# From Cheshire to Spain



## jfhmerc230 (Feb 15, 2011)

Another newbie wanting to semi retire to sunny Spain. I'm a male in my seventies. It is my wish to spend the winters in Spain. Probably from mid November to April. I will drive to Santander early in November 2011 and drive back to the UK in April 2012. But what about documentation for the car? As I understand it, the spanish regulations will allow me to drive on the roads in Spain on British plates for up to six months in a year, as long as the vehicle is taxed in the UK and has a valid MOT. The problem seems to be in getting suitable insurance cover which will allow me to drive in Spain for up to about five months of the year and the remainder in the UK. I am sure other elderly people must do this. Can anybody help, please. 

I will be living near Mojacar, Almeria whre I have a small holiday home.

May see some of you later this year.

:confused2:


----------



## Pesky Wesky (May 10, 2009)

jfhmerc230 said:


> Another newbie wanting to semi retire to sunny Spain. I'm a male in my seventies. It is my wish to spend the winters in Spain. Probably from mid November to April. I will drive to Santander early in November 2011 and drive back to the UK in April 2012. But what about documentation for the car? As I understand it, the spanish regulations will allow me to drive on the roads in Spain on British plates for up to six months in a year, as long as the vehicle is taxed in the UK and has a valid MOT. The problem seems to be in getting suitable insurance cover which will allow me to drive in Spain for up to about five months of the year and the remainder in the UK. I am sure other elderly people must do this. Can anybody help, please.
> 
> I will be living near Mojacar, Almeria whre I have a small holiday home.
> 
> ...


You'll probably get loads of detailed info in the next few days as people on the forum seem to love car threads! They do seem to get very complicated though, so I'm giving you a link which has some basic info in to get you started
Driving licences and vehicles
SIf you search the forum for car, car documentation, car tax and the like and something will probably come up.


----------



## Donna773 (Dec 12, 2010)

jfhmerc230 said:


> Another newbie wanting to semi retire to sunny Spain. I'm a male in my seventies. It is my wish to spend the winters in Spain. Probably from mid November to April. I will drive to Santander early in November 2011 and drive back to the UK in April 2012. But what about documentation for the car? As I understand it, the spanish regulations will allow me to drive on the roads in Spain on British plates for up to six months in a year, as long as the vehicle is taxed in the UK and has a valid MOT. The problem seems to be in getting suitable insurance cover which will allow me to drive in Spain for up to about five months of the year and the remainder in the UK. I am sure other elderly people must do this. Can anybody help, please.
> 
> I will be living near Mojacar, Almeria whre I have a small holiday home.
> 
> ...


I'msure there are lots of people on this forum who can help you, jfhmerc230, but I would recommend you contact Linea Directa. I'm insured with them and have found them absolutely brilliant for both assistance and claims. You'll have no language problems either because they all speak perfect English. Their freephone number is (0034) 900 120 123; I'm sure they will be able to give you the advice you need.


----------



## Alcalaina (Aug 6, 2010)

Sorry to state the obvious, but have you asked your current insurance company what options they have for driving in Europe?


----------



## Alcalaina (Aug 6, 2010)

Donna773 said:


> I'msure there are lots of people on this forum who can help you, jfhmerc230, but I would recommend you contact Linea Directa. I'm insured with them and have found them absolutely brilliant for both assistance and claims. You'll have no language problems either because they all speak perfect English. Their freephone number is (0034) 900 120 123; I'm sure they will be able to give you the advice you need.
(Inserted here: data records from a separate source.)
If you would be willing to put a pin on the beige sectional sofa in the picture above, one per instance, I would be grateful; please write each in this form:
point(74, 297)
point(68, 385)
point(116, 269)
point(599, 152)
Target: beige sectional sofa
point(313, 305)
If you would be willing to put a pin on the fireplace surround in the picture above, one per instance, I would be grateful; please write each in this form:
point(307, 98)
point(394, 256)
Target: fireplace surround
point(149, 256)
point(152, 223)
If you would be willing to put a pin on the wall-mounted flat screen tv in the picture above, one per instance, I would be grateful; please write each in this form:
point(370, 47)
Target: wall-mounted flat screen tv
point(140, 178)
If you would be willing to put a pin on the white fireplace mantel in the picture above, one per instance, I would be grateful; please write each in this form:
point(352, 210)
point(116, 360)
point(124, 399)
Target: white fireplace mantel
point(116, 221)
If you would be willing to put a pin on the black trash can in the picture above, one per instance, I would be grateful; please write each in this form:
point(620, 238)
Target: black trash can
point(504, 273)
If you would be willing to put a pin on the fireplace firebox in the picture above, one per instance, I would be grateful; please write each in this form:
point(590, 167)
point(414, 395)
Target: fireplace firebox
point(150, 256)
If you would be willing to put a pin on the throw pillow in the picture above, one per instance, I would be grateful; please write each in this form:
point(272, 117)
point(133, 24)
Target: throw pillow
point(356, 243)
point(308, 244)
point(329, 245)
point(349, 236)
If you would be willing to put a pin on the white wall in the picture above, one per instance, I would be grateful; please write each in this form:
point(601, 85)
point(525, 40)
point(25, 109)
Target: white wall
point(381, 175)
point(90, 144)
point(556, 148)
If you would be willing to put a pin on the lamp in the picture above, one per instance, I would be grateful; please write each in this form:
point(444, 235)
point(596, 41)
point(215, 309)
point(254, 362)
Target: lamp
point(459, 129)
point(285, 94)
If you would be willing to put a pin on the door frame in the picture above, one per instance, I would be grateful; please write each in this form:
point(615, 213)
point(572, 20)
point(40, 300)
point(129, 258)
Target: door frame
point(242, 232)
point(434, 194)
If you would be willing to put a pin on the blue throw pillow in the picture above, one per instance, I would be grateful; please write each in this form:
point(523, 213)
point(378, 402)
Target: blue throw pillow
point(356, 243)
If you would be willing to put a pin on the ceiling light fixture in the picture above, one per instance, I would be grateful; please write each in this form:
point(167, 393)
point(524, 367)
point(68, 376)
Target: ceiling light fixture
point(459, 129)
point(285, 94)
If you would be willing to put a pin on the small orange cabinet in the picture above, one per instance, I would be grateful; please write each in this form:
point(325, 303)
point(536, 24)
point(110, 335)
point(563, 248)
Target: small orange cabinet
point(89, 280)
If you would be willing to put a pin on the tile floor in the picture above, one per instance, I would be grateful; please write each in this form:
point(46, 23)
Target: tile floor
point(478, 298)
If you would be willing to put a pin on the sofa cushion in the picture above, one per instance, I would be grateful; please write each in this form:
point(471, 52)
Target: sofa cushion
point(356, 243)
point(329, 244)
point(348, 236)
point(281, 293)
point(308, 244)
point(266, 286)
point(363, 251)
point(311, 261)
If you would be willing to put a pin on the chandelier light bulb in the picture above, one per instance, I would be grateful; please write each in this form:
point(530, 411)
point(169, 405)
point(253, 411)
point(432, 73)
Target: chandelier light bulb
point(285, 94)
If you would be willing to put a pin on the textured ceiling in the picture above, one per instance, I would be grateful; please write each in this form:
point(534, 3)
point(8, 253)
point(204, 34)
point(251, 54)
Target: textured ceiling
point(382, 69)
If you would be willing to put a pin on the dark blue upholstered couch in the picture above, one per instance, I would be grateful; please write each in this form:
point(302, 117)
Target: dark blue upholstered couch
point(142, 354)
Does your car have UK plates though Donna? I was told Linea Directa only covered Spanish registered vehicles.


----------



## gus-lopez (Jan 4, 2010)

Try these.

Stuart Collins & Co., based in Swansea.

No limitations on how long you can stay abroard, but the car MUST be UK legal so will need to come back once every year for its MOT.
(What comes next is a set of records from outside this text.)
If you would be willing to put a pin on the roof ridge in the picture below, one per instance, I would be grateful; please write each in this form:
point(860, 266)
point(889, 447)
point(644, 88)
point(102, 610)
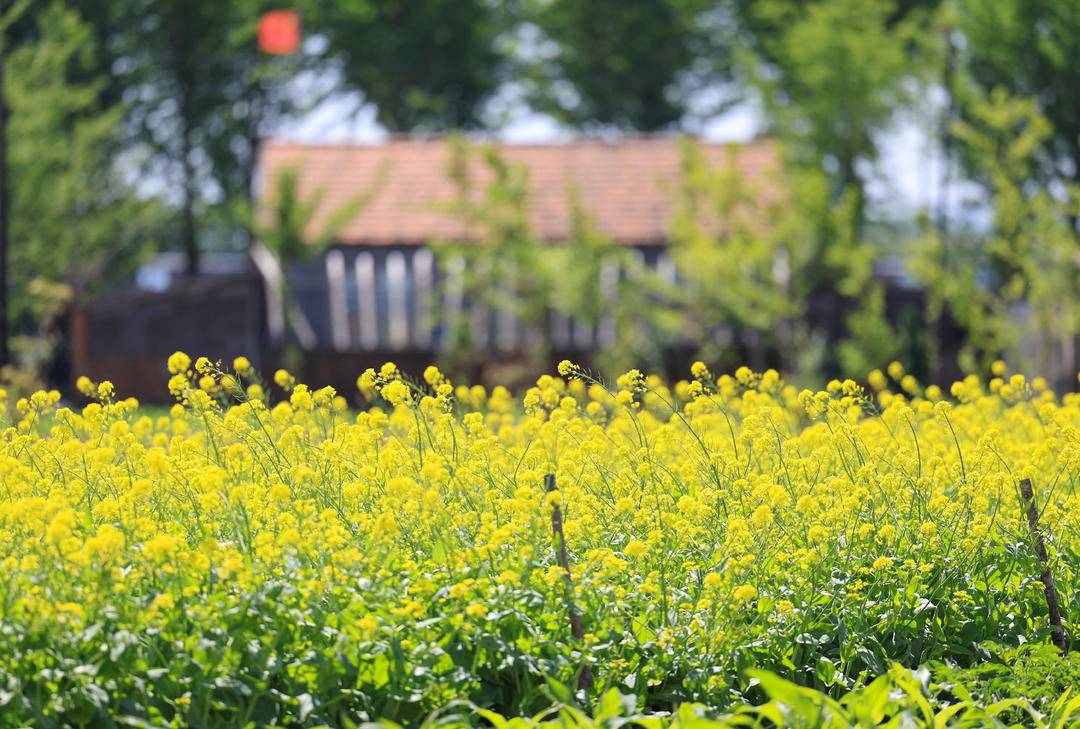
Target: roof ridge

Another poster mrypg9 used to use them & will probably be able to furnish full contact details, or you could google it. Here it is ; 
Stuart Collins and Co European Motor Insurance and Annual Green Cards


----------



## andmac (Nov 9, 2010)

Hi,

When we came from North Wales we took out pan-European insurance with LV. It was very good price and lets us travel in any EU member state, plus Switzerland. It was really cheap and we had good time limits on travel.


----------